There are a lot of exciting developments occurring in the world of iOS music creation. Today I wanted to share my thoughts on those developments and what I believe the future holds for iOS musicians.
As a long-time home recording enthusiast, I was excited by the possibilities of music creation on the iPad. The implementation of core-midi opened up new opportunities for creating music with the iPad including using external hardware or linking two iOS devices through MIDI as I laid out in this tutorial: Connecting Your iPad to Your iPhone with MIDI.
Core MIDI Grows Up
A big breakthrough came in April when the Modrum app released an update supporting "virtual" ports. While initially this port sharing was limited to Bassline and Funkbox, there was clearly potential for MIDI sharing between all midi capable apps.
With a little experimenting, I found other apps capable of port sharing including iElectribe and Music Studio as seen here: Funkbox Tutorial. This port sharing it turns out was just the implementation of iOS Core Midi with multitasking. It was only a matter of time before other developers got onboard with virtual ports and we would be able to chain our favorite apps together through MIDI.
That day is here. Within the next month we will see new releases from music apps such as Polychord, Nlog Synth, Soundprism, and Sunrizer that will allow unprecedented MIDI sharing between apps. You will now be able to use Polychord or Soundprism in the foreground to play other instrument apps residing in the background such as Nlog Synth, Sunrizer, and Modrum.
But that is only half the story...
Rise of the Tabletop Apps
Over the summer another equally game changing event occurred: the release of the tabletop music apps Rhythm Studio and Tabletop. Visually these apps look like a musician's desk with multiple studio devices linked together. Instead of connecting to other apps through midi, these apps attempt to bring the capabilities of multiple apps together under one interface.
What separates the tabletop apps from other sequencers like Nanostudio is their modular approach to music creation. The drums, synths, effects, and mixers are all treated as separate modules. The flexibility of this design means that modules can be updated and added upon indefinitely. 3rd party developers could conceivably develop new modules for the tabletop as well.
These tabletop apps could accomplish the same results as a chain of apps joined together through midi without the need for app switching.
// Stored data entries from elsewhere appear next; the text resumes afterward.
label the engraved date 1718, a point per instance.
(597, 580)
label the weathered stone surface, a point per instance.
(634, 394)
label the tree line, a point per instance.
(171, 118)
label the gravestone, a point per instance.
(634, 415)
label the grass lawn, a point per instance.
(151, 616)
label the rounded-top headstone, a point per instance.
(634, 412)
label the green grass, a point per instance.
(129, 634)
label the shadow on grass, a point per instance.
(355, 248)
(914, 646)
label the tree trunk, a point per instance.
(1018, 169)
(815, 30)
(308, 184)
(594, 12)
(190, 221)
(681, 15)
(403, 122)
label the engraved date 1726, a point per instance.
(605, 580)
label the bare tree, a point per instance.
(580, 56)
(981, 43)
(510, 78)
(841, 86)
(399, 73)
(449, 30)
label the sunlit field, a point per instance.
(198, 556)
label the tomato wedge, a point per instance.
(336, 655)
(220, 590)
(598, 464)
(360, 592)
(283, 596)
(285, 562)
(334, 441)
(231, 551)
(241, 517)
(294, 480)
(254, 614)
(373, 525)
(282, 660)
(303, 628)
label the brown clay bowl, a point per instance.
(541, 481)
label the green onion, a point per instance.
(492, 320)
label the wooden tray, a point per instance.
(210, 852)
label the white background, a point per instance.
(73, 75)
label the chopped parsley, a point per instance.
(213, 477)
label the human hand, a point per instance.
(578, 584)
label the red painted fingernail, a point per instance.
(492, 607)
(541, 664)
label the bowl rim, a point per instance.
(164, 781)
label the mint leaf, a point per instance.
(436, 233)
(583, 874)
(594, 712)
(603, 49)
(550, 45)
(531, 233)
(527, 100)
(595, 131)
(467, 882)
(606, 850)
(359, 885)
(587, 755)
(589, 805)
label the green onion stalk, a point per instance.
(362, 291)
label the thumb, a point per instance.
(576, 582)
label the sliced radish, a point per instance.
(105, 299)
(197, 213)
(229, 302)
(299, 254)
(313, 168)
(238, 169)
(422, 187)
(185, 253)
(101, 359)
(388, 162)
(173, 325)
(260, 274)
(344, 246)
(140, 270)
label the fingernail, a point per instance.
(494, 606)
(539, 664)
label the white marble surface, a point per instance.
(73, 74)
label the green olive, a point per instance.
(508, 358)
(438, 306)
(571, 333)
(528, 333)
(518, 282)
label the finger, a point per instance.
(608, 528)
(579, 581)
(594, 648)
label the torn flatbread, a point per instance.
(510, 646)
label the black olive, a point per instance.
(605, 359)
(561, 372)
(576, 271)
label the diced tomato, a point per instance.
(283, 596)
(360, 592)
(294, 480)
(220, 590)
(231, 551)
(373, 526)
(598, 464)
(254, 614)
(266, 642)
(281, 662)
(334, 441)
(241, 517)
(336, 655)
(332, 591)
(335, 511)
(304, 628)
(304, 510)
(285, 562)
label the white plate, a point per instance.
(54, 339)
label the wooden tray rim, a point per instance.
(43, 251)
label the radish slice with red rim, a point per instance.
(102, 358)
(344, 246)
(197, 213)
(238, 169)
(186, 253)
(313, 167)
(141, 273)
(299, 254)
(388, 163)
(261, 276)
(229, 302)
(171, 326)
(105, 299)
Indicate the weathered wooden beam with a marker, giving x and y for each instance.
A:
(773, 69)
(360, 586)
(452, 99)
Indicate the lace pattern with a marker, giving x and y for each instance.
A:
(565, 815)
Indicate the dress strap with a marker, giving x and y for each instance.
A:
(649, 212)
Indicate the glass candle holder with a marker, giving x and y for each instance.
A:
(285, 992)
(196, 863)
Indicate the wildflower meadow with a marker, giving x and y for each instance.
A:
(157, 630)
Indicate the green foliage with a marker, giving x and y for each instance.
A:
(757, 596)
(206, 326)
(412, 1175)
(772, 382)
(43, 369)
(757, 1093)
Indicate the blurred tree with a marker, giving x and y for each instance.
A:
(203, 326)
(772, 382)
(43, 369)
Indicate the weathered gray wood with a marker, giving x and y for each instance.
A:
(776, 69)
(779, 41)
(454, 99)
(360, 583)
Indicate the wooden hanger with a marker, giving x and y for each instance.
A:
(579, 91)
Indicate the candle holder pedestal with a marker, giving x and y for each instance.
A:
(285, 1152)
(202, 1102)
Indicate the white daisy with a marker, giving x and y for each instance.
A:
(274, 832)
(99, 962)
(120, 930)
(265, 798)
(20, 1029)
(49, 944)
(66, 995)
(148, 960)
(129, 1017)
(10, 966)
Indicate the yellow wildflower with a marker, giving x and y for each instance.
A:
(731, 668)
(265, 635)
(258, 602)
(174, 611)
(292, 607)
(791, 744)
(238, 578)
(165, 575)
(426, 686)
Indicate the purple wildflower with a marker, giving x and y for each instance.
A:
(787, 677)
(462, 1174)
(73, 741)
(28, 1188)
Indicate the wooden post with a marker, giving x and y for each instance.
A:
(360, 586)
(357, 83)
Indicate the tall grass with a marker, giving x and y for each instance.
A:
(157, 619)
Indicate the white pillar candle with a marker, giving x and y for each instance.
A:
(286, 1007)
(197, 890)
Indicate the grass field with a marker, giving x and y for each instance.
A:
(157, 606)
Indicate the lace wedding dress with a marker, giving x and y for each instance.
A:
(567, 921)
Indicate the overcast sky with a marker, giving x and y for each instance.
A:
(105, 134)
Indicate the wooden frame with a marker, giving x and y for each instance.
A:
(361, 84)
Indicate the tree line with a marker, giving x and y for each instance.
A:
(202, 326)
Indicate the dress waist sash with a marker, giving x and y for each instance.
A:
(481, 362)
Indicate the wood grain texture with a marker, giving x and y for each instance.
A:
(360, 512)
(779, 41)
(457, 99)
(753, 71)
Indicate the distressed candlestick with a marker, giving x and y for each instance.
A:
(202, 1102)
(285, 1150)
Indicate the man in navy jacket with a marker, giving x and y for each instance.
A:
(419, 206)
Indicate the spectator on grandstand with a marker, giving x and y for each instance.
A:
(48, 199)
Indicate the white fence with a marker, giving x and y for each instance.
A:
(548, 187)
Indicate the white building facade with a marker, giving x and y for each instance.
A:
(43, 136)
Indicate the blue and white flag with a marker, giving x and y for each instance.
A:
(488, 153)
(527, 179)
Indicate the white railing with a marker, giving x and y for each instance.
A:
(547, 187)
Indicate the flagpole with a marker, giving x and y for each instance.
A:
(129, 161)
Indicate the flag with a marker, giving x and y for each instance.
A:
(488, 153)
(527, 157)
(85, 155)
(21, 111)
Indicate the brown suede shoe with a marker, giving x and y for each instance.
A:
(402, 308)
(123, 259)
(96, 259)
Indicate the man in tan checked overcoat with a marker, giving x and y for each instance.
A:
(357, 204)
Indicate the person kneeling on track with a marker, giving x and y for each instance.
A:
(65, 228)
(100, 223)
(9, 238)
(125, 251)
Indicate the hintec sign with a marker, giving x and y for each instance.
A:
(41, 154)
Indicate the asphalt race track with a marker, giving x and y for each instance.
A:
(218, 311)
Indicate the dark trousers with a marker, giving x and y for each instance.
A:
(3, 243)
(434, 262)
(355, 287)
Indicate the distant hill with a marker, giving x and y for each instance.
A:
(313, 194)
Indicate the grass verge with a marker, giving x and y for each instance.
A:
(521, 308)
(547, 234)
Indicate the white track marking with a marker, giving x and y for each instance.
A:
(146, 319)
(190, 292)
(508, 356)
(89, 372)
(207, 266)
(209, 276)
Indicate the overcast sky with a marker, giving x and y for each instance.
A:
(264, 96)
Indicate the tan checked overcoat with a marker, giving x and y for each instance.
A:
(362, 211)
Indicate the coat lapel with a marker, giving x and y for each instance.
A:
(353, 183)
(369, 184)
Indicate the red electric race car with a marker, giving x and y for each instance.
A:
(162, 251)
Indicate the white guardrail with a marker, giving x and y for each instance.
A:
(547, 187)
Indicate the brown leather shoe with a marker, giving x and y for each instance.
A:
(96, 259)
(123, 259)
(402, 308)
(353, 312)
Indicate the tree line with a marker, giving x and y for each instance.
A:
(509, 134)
In addition, the tabletop apps can record their chain of modules and export the results to audio. This is something midi port sharing has yet to accomplish, although to succeed on it's own merits, it will ultimately have to tackle.
There Will Be Convergence
I believe that these two revolutions playing out on our iPads are heading for convergence. The reason is simple: the modular design and the sequencing capabilities of the tabletop apps make them ideal for triggering music apps in the background. The background apps themselves can be treated simply as additional modules that just happen to reside outside the tabletop. The background apps would essentially be treated just like Rewired apps do today on our desktop DAWs.
Only time will tell if I'm right. Regardless of the outcome, it will no doubt be an exciting future for iOS musicians.